Non capita molto spesso di vedere che la tifoseria di casa ce la mette tutta, ma proprio tutta, per farsi insultare, ma invano, perché va bene la rivalità, vanno bene i derby, ma a tutto c’è un limite.  Non capita molto spesso, ma ieri a Montevarchi è capitato.

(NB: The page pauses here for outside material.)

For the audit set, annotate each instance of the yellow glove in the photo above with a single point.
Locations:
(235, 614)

   Perché i ragazzi di mister Carrara, che ieri hanno finalmente portato a termine i 90 minuti in una gara ufficiale senza prendere gol, sono ragazzi che danno l’anima, ai quali al novantesimo non si può proprio rimproverare niente, perché ce l’hanno messa tutta. Averla avuta, questa grinta e questa voglia di lottare, nei tre anni scorsi, c’è da scommettere che la nostra permanenza lontano dalla B sarebbe durata molto meno a lungo. Non a caso, negli anni scorsi in curva si cantava spesso “noi vogliamo gente che lotta”, ma l’altro ieri non ce n’è stato bisogno. Certo, i puristi del calcio storceranno il naso di fronte ad una prestazione nella quale non abbiamo quasi mai impensierito la retroguardia rossoblù, ma per i puristi del calcio c’è la Champions League al martedì e al mercoledì in TV. Noi siamo l’Arezzo, e la nostra storia è fatta di tanta, tantissima serie C, un po’ di serie B e qualche anno tra i dilettanti. Non siamo frequentatori abituali dello Stamford Bridge o dell’Old Trafford, del Camp Nou o del Bernabeu. Però anche domenica c’è stato un gran tifo per tutta la partita, con buona pace della curva montevarchina che sperava chissà cosa, c’è stato chi a fine partita era “sudato mezzo” per aver sbandierato per novanta minuti, c’è stata una squadra che ha lottato su ogni pallone. Verrà il tempo delle sfide internazionali? Chi lo sa. Per ora possiamo essere contenti così, per questa squadra che non avrà ancora una grande coesione tattica, ma ha grinta e voglia di lottare da vendere. Forse in pochi se ne sono resi conto, ma questa squadra incarna appieno il “vecchio cuore amaranto” che troppo spesso in questi anni ci è mancato.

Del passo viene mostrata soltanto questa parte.